Reading in Autumn
Things I'm reading in Autumn: Fete Magazine including the Daylesford dinner (that I went to!)...I finished The Goldfinch and loved...a good reminder of how we never know what people are facing privately...a delicious new blog...and is the Internet making it harder for us to read books??
I was SO excited to pick up the latest copy of Fete Magazine because this was the issue that covered the dinner I went to that they hosted at the White House in Daylesford. I graciously managed to get the back of my head in one of the photographs and they included an excerpt from my blog post in the article...so that was fun! The whole issue is, as always, beautiful...and I totally use it to bribe myself into doing something boring like decluttering the house before I'm allowed to sit down and savour each page. I suggest you do the same...not declutter your house...but pick up a copy so you can soak up the Fete goodness! Also you can read this great interview with Annabelle on the Temple & Webster blog.
So, onto some other good things I've been reading lately...
- This post by Whoorl. Sarah is the kind of person who always looks effortlessly glamourous in photos, has two adorable kids, an interior designer husband and an insanely popular blog. I can only guess at how it must've felt to post something so personal, about her struggles with crippling anxiety and other medical hurdles she has recently faced. It reinforced to me (as I have come across this theme a lot in life and reading lately) that anyone can be very capable of appearing like they have everything together and then some on the surface, but going a few layers deeper can reveal a different story...and it's ok not to be 100% sorted 100% of the time, thanks for sharing Sarah.
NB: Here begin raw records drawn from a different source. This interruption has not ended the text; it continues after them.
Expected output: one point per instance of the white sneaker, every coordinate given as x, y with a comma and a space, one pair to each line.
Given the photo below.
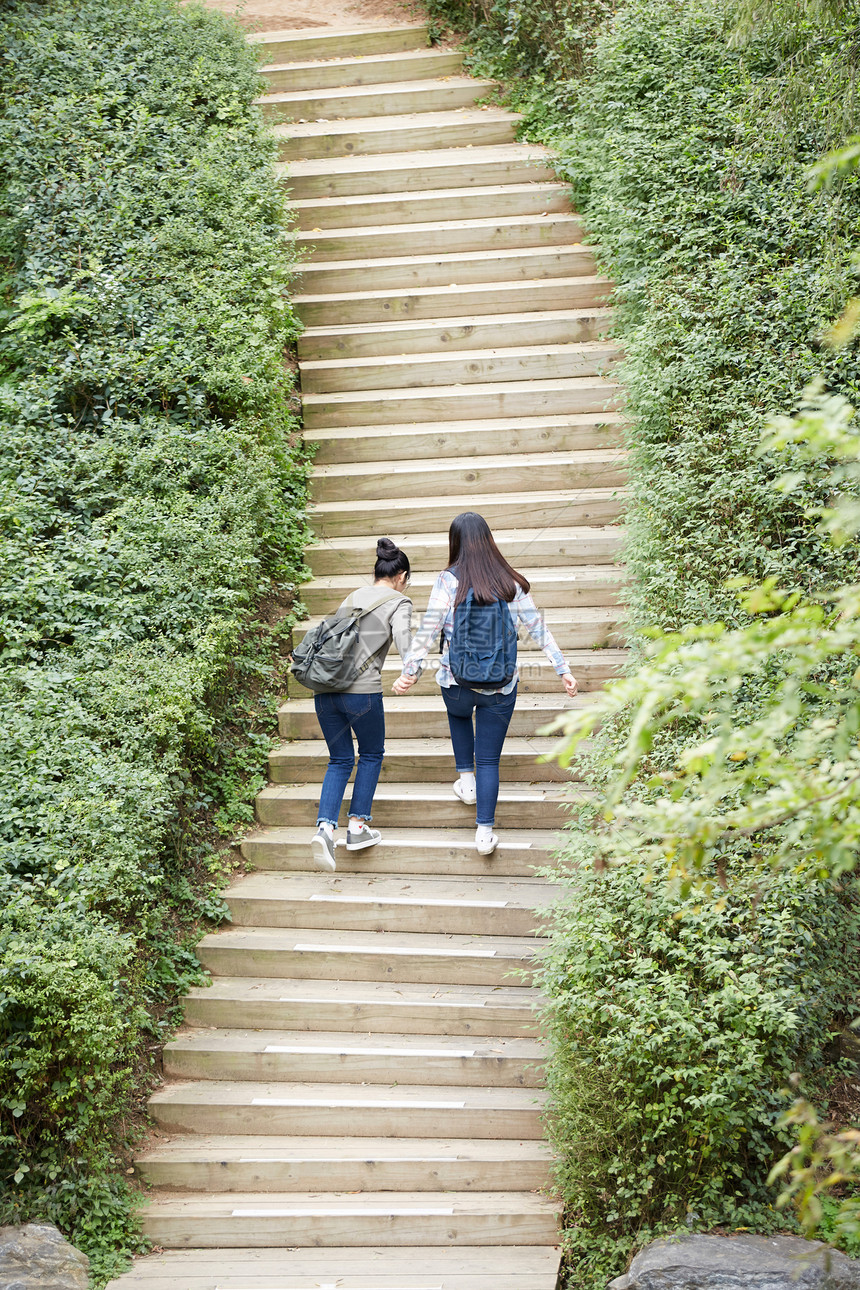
365, 837
466, 795
322, 850
486, 846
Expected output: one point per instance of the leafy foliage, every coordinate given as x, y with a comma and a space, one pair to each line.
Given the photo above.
716, 951
151, 493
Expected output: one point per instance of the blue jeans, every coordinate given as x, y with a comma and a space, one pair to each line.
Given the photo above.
338, 716
478, 747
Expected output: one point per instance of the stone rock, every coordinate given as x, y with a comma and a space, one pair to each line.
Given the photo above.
739, 1263
36, 1257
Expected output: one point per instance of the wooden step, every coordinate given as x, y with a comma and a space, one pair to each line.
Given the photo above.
521, 805
384, 1008
272, 1164
445, 336
347, 1110
409, 172
355, 1059
457, 403
427, 760
371, 1218
463, 476
462, 1267
589, 628
325, 955
312, 75
454, 235
548, 508
386, 99
592, 668
373, 136
441, 205
468, 367
573, 432
428, 551
552, 588
408, 850
319, 43
379, 902
451, 301
440, 268
427, 714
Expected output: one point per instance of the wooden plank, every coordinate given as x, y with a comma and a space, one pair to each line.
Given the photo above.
311, 43
428, 552
404, 716
356, 101
313, 75
353, 902
454, 268
520, 805
271, 1164
485, 332
444, 238
420, 759
440, 204
408, 172
343, 1058
381, 1008
408, 850
382, 134
361, 1110
325, 955
441, 302
548, 508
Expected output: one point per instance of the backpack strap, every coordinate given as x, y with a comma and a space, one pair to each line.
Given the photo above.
375, 604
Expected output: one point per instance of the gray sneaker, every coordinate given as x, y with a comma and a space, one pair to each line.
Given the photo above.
322, 850
366, 837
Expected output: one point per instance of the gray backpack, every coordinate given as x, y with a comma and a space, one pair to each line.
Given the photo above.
329, 658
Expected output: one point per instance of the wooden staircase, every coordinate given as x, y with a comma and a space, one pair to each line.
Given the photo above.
355, 1101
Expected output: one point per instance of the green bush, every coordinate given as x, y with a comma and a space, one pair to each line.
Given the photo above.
687, 132
676, 1028
151, 496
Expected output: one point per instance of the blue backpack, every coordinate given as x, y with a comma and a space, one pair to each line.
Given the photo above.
482, 652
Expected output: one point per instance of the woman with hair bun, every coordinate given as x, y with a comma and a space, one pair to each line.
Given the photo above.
359, 710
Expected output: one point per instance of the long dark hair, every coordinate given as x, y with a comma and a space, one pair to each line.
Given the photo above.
390, 560
478, 564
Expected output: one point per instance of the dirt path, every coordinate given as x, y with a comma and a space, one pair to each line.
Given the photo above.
290, 14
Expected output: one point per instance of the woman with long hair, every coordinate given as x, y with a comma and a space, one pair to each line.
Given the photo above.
478, 715
388, 617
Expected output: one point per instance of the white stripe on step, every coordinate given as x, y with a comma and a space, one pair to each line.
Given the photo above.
332, 1211
357, 1051
408, 899
396, 950
388, 1002
356, 1102
339, 1160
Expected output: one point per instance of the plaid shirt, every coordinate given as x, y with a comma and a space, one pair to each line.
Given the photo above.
440, 618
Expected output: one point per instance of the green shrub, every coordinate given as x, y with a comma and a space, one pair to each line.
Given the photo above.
687, 132
151, 496
674, 1030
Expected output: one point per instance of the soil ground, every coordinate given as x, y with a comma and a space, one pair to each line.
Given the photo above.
294, 14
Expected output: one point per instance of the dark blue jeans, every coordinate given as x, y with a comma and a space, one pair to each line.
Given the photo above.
478, 746
338, 716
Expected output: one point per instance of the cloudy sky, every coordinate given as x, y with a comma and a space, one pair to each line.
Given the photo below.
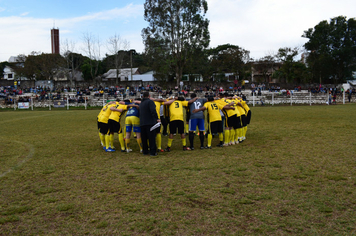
260, 26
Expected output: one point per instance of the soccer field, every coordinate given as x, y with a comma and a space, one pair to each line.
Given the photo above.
294, 174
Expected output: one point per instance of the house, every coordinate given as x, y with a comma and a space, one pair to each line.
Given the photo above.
262, 71
9, 72
123, 75
65, 75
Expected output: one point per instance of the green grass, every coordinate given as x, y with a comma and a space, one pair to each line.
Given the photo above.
295, 174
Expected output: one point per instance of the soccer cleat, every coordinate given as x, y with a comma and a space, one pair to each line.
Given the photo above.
109, 150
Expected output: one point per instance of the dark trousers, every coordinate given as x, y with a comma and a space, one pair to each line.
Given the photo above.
147, 135
164, 124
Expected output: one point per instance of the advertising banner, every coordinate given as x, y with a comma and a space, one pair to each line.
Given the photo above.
23, 105
59, 104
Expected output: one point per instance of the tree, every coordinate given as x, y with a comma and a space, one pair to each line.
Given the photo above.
92, 48
290, 70
265, 66
74, 60
332, 49
116, 44
229, 58
176, 29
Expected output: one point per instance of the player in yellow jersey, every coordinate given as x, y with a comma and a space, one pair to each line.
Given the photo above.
230, 118
104, 125
215, 121
176, 116
159, 103
247, 117
238, 128
101, 136
114, 125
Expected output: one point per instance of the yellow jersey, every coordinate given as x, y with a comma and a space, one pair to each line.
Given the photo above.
214, 110
176, 110
224, 102
104, 117
116, 115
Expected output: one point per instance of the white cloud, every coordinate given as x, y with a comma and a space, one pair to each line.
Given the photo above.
261, 26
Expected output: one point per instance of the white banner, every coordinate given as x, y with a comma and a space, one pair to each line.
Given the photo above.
23, 105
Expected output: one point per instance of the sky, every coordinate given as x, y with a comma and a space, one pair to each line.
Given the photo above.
259, 26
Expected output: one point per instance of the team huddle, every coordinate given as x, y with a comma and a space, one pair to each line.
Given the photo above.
227, 116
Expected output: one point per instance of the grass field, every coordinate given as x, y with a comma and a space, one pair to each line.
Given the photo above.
294, 174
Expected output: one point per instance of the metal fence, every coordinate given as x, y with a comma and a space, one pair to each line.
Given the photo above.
69, 100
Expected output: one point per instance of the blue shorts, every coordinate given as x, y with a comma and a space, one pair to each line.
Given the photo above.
193, 123
133, 121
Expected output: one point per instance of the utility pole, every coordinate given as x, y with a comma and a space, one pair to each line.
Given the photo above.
131, 62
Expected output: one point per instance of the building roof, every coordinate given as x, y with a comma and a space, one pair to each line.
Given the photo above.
125, 72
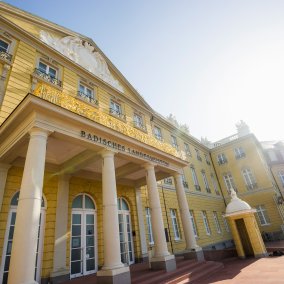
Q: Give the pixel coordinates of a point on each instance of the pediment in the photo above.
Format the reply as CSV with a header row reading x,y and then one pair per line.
x,y
81,50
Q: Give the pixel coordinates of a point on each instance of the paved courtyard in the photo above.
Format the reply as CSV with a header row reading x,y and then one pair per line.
x,y
255,271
- I finished The Goldfinch (and it took way less time than I thought!) I don't often read massive books (I think the paper version is 700 pages or something?) but when you're swiping through it on the Kindle you don't even notice it's a monster size. I loved it...and I could see what people meant about not wanting to finish it in a hurry. "Theo Decker, a 13-year-old New Yorker, miraculously survives an accident that kills his mother. Abandoned by his father, Theo is taken in by the family of a wealthy friend. Bewildered by his strange new home on Park Avenue, disturbed by schoolmates who don't know how to talk to him, and tormented above all by his longing for his mother, he clings to the one thing that reminds him of her: a small, mysteriously captivating painting that ultimately draws Theo into the underworld of art. "
- Galina Dixon is a new-to-me blog I've just started reading and I have to say I think she's a keeper. Gorgeous hand lettering, paper sculptures...a designer and typographer living in Sydney with a drool-worthy instagram feed. She's been to Megan Morton's styling workshop...oh how I wish!! So lovely, so worth checking out.
- This article from The Age about how the internet is making it harder to read books. It discusses the idea that our brains are re-training themselves to scan information and take in bits and pieces but not start to finish pieces as a whole. That reading older style literature that takes greater concentration because of more complex sentence structures...something we might need to teach our brains how to absorb again. I have to say it does sound legit. Also, I totally found myself scanning the article for key points rather than reading start to finish even though I knew it was about that very subject...maybe I need to pick up some Henry James and get back on track! P.S. Pip read and posted about the same thing this week...check out her post about how books aren't tabs...isn't that the perfect description for this changed style of reading!